Acerca de estos y otros muchos temas trató la convención. Según destacó Matos, esta fue un espacio perfecto para ampliar las experiencias de estudiantes, investigadores, proyectistas, inversionistas, constructores, proveedores y disímiles especialistas, así como para acercarse a lo más novedoso que se aplica actualmente en el ámbito internacional.

En el encuentro, que incluyó una Mesa de diálogo con los diferentes fondos que aportan recursos para apoyar los programas del país en el sector, se presentó un nuevo proyecto para continuar la rehabilitación de los sistemas de abasto de agua, saneamiento y drenaje pluvial del este de La Habana, así como otro, en fase de formulación, para la zona sur, que resultaría en importantes aportes a la reducción de la carga contaminante de la bahía.

Durante los días de Cubagua 2019, cuya clausura coincidió con el Día Mundial del Agua, se firmaron cinco convenios o intenciones de cooperación además de fortalecerse las relaciones que contribuirían a la continuidad y crecimiento de las inversiones y las exportaciones del sector hidráulico cubano.

Del monto total dedicado a las inversiones en el sector hidráulico en el país, superiores a los 400 millones de pesos, más de la mitad corresponde al aporte de Cuba con fondos para la construcción y montaje, que son parte del presupuesto del Estado para el sector del agua.

“Este es un trabajo integrado, en primer orden, por la voluntad política del país de mejorar el acceso al agua potable y al saneamiento básico, cumplir con los Objetivos de Desarrollo Sostenible (ODS), específicamente el sexto, en los que Cuba tiene importantes compromisos”, destacó Fermín Sarduy, director de Relaciones Internacionales y Colaboración del Instituto Nacional de Recursos Hidráulicos.

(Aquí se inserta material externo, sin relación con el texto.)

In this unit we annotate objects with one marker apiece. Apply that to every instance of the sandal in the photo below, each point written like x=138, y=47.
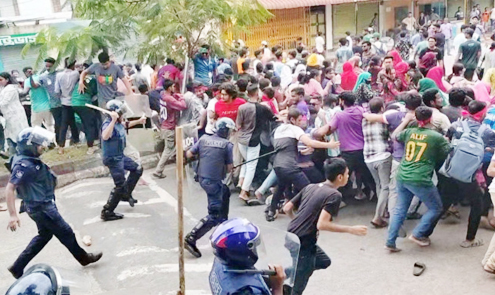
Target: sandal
x=379, y=225
x=419, y=268
x=489, y=271
x=270, y=216
x=471, y=244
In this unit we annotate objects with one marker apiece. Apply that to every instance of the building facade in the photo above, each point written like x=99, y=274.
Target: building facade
x=295, y=19
x=20, y=21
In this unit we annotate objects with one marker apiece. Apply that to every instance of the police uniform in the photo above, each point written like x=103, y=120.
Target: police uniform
x=224, y=283
x=215, y=153
x=35, y=184
x=118, y=164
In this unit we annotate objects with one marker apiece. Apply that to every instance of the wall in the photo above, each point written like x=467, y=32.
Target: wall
x=35, y=8
x=10, y=57
x=6, y=8
x=389, y=12
x=329, y=30
x=283, y=29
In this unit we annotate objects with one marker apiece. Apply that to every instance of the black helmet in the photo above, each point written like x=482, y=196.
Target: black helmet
x=30, y=138
x=40, y=279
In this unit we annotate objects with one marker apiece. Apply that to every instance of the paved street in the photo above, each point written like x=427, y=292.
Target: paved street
x=140, y=251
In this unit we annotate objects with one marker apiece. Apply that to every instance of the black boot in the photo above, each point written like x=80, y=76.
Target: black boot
x=16, y=274
x=90, y=258
x=107, y=213
x=130, y=184
x=203, y=226
x=190, y=245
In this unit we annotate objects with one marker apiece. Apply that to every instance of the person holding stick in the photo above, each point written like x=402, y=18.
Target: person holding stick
x=215, y=159
x=113, y=144
x=35, y=185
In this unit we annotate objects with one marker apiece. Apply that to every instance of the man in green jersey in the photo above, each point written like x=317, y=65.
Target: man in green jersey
x=425, y=150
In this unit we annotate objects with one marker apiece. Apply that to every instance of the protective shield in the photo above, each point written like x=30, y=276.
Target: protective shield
x=137, y=104
x=283, y=250
x=190, y=137
x=40, y=279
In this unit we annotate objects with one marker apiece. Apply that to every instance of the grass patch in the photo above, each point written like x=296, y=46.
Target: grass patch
x=72, y=153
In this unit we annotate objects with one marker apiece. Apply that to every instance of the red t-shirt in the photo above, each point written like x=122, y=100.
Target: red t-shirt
x=229, y=110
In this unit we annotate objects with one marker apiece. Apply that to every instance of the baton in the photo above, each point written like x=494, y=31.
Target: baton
x=252, y=271
x=98, y=109
x=262, y=156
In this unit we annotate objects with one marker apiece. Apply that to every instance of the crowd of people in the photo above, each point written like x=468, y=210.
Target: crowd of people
x=387, y=119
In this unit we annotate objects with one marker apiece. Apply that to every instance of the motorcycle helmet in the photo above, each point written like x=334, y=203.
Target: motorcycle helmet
x=30, y=138
x=117, y=106
x=223, y=127
x=235, y=241
x=40, y=279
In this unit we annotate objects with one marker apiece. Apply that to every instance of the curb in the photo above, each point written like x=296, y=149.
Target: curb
x=70, y=172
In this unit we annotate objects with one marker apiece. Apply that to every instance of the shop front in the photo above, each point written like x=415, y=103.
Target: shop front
x=353, y=17
x=10, y=52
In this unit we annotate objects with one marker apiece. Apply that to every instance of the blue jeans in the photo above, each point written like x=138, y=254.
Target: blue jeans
x=218, y=198
x=118, y=167
x=218, y=207
x=428, y=195
x=50, y=223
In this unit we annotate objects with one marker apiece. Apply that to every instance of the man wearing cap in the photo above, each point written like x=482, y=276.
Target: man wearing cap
x=425, y=150
x=107, y=74
x=204, y=66
x=267, y=53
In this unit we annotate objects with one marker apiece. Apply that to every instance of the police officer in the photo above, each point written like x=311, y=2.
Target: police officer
x=234, y=244
x=35, y=185
x=215, y=159
x=113, y=132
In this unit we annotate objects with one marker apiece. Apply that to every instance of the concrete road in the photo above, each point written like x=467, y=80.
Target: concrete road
x=140, y=251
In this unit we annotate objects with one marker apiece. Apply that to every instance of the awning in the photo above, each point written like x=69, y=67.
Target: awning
x=285, y=4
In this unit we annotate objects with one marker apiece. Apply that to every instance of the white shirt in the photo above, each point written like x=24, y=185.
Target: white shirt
x=320, y=44
x=349, y=39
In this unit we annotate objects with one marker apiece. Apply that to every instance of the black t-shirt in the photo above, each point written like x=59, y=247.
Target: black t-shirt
x=440, y=40
x=469, y=51
x=310, y=201
x=435, y=50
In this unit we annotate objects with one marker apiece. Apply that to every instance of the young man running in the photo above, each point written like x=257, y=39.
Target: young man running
x=317, y=205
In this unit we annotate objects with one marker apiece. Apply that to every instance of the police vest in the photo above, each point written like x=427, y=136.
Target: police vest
x=225, y=283
x=39, y=188
x=213, y=153
x=115, y=145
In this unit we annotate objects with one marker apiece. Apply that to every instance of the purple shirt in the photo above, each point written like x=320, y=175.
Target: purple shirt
x=393, y=119
x=348, y=125
x=303, y=108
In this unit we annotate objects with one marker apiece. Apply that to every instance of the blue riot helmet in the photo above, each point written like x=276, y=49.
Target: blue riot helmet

A su vez, enfatizó Sarduy, en estas acciones se integran varios organismos de la Administración Central del Estado, entre ellos los ministerios de Comercio Interior e Inversión Extranjera, Economía y Planificación, Finanzas y Precios, Trabajo, Justicia, Relaciones Exteriores y el cuerpo diplomático de Cuba acreditado en otras naciones, sobre todo en Europa y Asia, donde se encuentran los principales financistas, que realizan una labor importante.